Game of the Day: Define this Word

Last week I wrote a little about myself and where we’re headed this semester. This week I’d like to plunge into a discussion on the theme of the eClips site: entrepreneurship.

First, you might want to check out the podcast entitled Entrepreneurs: Born or Made?

I’ve always found it interesting to read various perspectives of entrepreneurship and how people define the word "entrepreneur". To be honest, the term is hard to pin down; it seems to be surrounded by multiple meanings, which give it an almost mystical aura. Yet, ask almost anyone you meet and they will most likely have some kind of understanding of the word. Here in the U.S., the entrepreneurial spirit can be seen everywhere—from the local bakery to search engine giant Google. The ability to become an entrepreneur is a freedom Americans take much pride in. We all love the classic “rags to riches” tale and uphold the virtue of equality of opportunity. But what is the actual definition of the word?

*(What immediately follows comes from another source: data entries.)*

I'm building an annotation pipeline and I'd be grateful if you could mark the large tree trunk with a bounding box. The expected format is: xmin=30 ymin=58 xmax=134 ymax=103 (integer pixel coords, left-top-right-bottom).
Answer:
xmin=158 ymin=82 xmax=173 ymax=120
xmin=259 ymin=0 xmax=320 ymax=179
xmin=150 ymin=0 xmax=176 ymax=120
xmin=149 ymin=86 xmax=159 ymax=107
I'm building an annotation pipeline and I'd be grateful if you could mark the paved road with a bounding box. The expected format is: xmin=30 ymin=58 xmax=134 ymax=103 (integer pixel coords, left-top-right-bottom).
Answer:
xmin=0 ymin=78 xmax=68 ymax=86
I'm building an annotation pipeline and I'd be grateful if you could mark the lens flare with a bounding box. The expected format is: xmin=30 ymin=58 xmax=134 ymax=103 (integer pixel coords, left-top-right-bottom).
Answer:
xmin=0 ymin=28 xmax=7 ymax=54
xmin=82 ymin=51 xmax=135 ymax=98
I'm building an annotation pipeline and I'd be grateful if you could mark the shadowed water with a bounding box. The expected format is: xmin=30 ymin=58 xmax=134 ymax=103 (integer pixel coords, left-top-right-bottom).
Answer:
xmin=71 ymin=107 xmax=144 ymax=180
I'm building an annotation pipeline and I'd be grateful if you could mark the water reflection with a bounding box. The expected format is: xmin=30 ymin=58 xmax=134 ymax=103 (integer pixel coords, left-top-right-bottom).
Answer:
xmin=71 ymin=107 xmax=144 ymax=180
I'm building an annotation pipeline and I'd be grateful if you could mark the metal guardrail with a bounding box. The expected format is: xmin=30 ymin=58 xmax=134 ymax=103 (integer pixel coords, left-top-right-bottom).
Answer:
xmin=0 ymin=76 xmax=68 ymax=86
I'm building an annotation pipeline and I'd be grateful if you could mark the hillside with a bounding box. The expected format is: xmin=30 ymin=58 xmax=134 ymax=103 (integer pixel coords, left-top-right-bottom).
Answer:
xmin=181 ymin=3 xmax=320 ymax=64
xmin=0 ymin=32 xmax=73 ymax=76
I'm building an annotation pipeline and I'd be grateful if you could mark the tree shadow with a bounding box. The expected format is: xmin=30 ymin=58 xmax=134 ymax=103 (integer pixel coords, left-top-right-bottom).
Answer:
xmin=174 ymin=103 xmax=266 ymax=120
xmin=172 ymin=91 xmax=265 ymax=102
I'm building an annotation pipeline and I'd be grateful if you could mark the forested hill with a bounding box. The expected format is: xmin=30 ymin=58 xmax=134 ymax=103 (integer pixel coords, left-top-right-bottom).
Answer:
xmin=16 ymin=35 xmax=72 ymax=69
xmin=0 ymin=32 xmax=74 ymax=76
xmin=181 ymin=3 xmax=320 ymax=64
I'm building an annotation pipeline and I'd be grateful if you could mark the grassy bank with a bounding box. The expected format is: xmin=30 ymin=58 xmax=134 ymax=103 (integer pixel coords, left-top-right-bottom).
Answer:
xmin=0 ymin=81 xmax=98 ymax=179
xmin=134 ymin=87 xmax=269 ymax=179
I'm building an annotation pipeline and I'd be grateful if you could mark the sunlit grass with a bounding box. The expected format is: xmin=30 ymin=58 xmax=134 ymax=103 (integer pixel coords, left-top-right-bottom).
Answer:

The word “entrepreneur” can be traced back to the 13th century in which it first appeared in the form of the French word entreprende— which literally means: to undertake. Nowadays most economists and experts in the field agree upon some kind of variation of the following:

An entrepreneur is a person who habitually creates and innovates to build something of recognized value around perceived opportunities.

Nevertheless, entrepreneurs rarely have this definition in mind when they start up their businesses. In fact, there is a wide range of reasons why individuals choose to become entrepreneurs. Some entrepreneurs start up ventures for purely financial reasons hoping to “make it big.” Others do it because they like innovating and creating solutions to societal problems. Still others become entrepreneurs for the “coolness factor.” When asked by Forbes magazine how he likes being the CEO of Facebook, Mark Zuckerberg responded, “I don't care about being a CEO and I never really have. I don't even care about running a company—I just want to build cool things.”

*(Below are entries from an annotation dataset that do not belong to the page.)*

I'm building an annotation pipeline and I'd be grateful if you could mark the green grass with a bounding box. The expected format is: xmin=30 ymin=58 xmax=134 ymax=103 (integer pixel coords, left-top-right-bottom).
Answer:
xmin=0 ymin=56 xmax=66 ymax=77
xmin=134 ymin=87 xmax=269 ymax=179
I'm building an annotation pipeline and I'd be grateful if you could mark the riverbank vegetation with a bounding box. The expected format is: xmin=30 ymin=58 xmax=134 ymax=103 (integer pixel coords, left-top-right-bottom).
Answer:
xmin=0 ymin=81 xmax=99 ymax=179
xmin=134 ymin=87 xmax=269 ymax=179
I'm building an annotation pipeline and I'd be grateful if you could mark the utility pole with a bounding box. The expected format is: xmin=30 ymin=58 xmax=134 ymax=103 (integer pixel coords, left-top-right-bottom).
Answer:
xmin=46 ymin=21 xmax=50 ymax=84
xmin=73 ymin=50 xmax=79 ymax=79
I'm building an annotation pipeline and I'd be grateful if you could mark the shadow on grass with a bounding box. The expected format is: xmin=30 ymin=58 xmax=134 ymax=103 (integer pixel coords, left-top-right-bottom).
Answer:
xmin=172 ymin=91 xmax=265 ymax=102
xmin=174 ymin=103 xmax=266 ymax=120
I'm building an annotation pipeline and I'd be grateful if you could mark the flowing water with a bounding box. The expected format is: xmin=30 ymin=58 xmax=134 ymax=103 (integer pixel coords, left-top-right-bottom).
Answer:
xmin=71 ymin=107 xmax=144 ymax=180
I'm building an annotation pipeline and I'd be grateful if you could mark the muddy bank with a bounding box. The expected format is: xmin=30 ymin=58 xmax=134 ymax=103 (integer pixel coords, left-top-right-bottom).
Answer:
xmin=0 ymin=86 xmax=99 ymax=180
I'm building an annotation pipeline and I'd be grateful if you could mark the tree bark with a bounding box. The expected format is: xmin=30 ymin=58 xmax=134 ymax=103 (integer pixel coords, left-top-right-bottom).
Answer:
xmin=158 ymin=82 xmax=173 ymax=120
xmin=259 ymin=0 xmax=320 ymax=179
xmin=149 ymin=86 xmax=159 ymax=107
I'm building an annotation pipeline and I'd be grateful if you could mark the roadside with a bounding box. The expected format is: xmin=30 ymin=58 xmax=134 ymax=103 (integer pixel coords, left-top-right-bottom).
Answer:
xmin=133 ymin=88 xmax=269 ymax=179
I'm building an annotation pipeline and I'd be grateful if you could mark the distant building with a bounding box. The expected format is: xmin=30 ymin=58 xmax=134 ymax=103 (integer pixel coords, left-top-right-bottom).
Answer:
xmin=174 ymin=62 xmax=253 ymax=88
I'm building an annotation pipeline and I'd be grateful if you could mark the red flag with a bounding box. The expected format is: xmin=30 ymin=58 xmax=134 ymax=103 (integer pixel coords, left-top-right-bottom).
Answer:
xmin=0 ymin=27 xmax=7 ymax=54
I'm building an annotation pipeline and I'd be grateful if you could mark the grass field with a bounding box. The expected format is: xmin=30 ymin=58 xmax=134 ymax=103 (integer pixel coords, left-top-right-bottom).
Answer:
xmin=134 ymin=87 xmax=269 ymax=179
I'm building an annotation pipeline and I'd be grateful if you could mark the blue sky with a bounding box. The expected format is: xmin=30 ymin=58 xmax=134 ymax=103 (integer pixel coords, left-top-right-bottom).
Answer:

A great way to explore what people think about entrepreneurship is to check out the eClips themes on "Defining An Entrepreneur":

Defining Entrepreneur As Being Your Own Boss
Defining Entrepreneur As Creative, Adaptable and Flexible
Defining Entrepreneur As Creator, Builder and Visionary
Defining Entrepreneur As One Who Takes Ownership and Control
Defining Entrepreneur As Opportunity Finder
Defining Entrepreneur As Passionate and Determined
Defining Entrepreneur As Risk Taker
Defining Entrepreneur As Set of Skills - Not A Career

Entrepreneurship is something that anyone can get involved with, but examining your goals, motives and ambitions is a task that each entrepreneur should do at some point. So what’s your definition of the entrepreneur? And why would you become one?